苦しみが続くという、悪夢のような道具である。

 そんな道具だが、自分でいじってみて構造がわからないとなると、誰かに訊くしかない。それは人間の奴隷商人か、鍛冶職人かだろう。どちらにしてもここにはいないので、王都に行って探してみようと決め、次にライナさんが王都に向かう時に同行させてもらう事にする。

 一応妹に伝えてみたら、当然のようについて来る事になった。なんとなくそんな予感はしてたけどね……。
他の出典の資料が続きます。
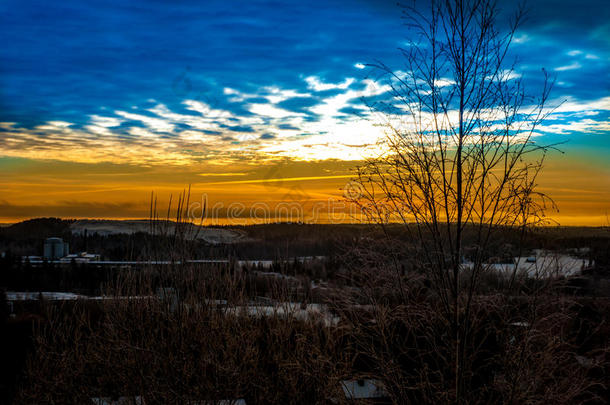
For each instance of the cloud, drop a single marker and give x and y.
(314, 83)
(571, 66)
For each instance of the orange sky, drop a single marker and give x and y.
(307, 191)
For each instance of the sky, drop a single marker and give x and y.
(252, 104)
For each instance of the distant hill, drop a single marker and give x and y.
(37, 228)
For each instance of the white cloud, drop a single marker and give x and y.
(571, 66)
(314, 83)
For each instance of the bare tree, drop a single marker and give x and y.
(459, 161)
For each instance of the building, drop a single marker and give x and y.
(82, 257)
(55, 248)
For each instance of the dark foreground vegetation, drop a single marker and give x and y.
(294, 332)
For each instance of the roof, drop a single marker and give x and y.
(363, 389)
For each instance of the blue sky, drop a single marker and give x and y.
(184, 83)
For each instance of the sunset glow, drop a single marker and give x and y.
(102, 104)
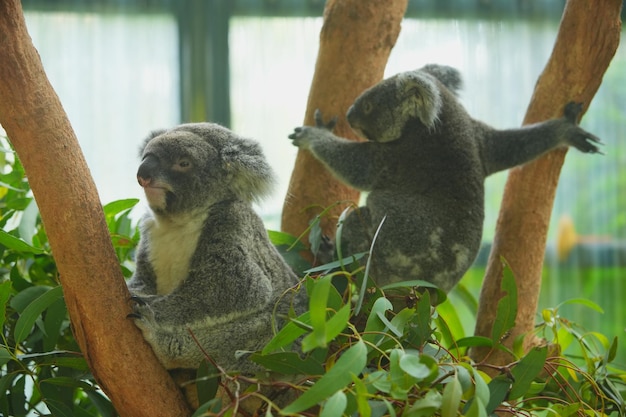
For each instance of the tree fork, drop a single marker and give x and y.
(586, 42)
(95, 292)
(355, 42)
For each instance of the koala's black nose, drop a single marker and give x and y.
(147, 169)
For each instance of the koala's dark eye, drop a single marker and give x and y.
(367, 107)
(182, 165)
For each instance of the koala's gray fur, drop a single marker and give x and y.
(424, 164)
(205, 264)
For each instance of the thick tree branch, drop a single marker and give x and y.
(587, 40)
(355, 43)
(94, 288)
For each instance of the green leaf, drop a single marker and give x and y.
(28, 222)
(207, 381)
(102, 404)
(425, 407)
(474, 341)
(52, 324)
(11, 242)
(22, 299)
(418, 366)
(212, 406)
(335, 405)
(350, 363)
(285, 239)
(58, 408)
(374, 324)
(527, 370)
(5, 293)
(583, 302)
(288, 334)
(380, 380)
(499, 388)
(481, 388)
(612, 351)
(289, 363)
(5, 356)
(507, 306)
(476, 409)
(324, 331)
(362, 395)
(115, 207)
(31, 313)
(451, 399)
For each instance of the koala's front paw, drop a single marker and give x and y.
(142, 312)
(304, 136)
(584, 141)
(577, 137)
(319, 121)
(572, 111)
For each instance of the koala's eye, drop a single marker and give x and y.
(182, 165)
(367, 107)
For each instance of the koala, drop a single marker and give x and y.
(207, 277)
(423, 162)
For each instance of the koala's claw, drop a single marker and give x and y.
(138, 300)
(572, 111)
(319, 121)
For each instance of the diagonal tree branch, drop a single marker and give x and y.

 そんな訳で俺と妹はライナさんが操る馬車に乗り、久しぶりに王都へと足を向ける事になったのだった……。

 7月の初め、山間(やまあい)の鉱山と違って王都はむっとする熱気に満ちている。

 そんな中で首輪の構造を探る訳だが、奴隷商人か鍛冶職人かでいうと、イメージ的に鍛冶職人の方が接触しやすい。

 暇そうな鍛冶屋を見つけて中に入り、外気(がいき)に輪をかけてむっとした空気の中、作業場でナイフを研いでいるおじさんに話かける。

「あの、すみません。これについて訊きたいんですが」

 そう言いながら首輪を見せると、おじさんは『ああ、奴隷の首輪か』と言いながら立ち上がった。どうやらかなり一般的な商品らしい。

「で、これがどうしたんだ?」

「開いて欲しいんですけど?」

「あん? それは鍛冶屋の仕事じゃねえや、奴隷商人の所へ行くんだな。この刻印だと、エルグ商会だな」

 よくわからないけど、特定の奴隷商じゃないと開けないという事らしい。よく見てみると、首輪にはなにかのマークが刻印してある。

 鍛冶屋のおじさんに『ありがとうございました』とお礼を言って、教えられたエルグ商会へ向かう。

 入口で用件を伝えると、すぐに店員さんが出てきて奥に案内され、5万アストルを払うと、すぐに首輪を開いてくれた。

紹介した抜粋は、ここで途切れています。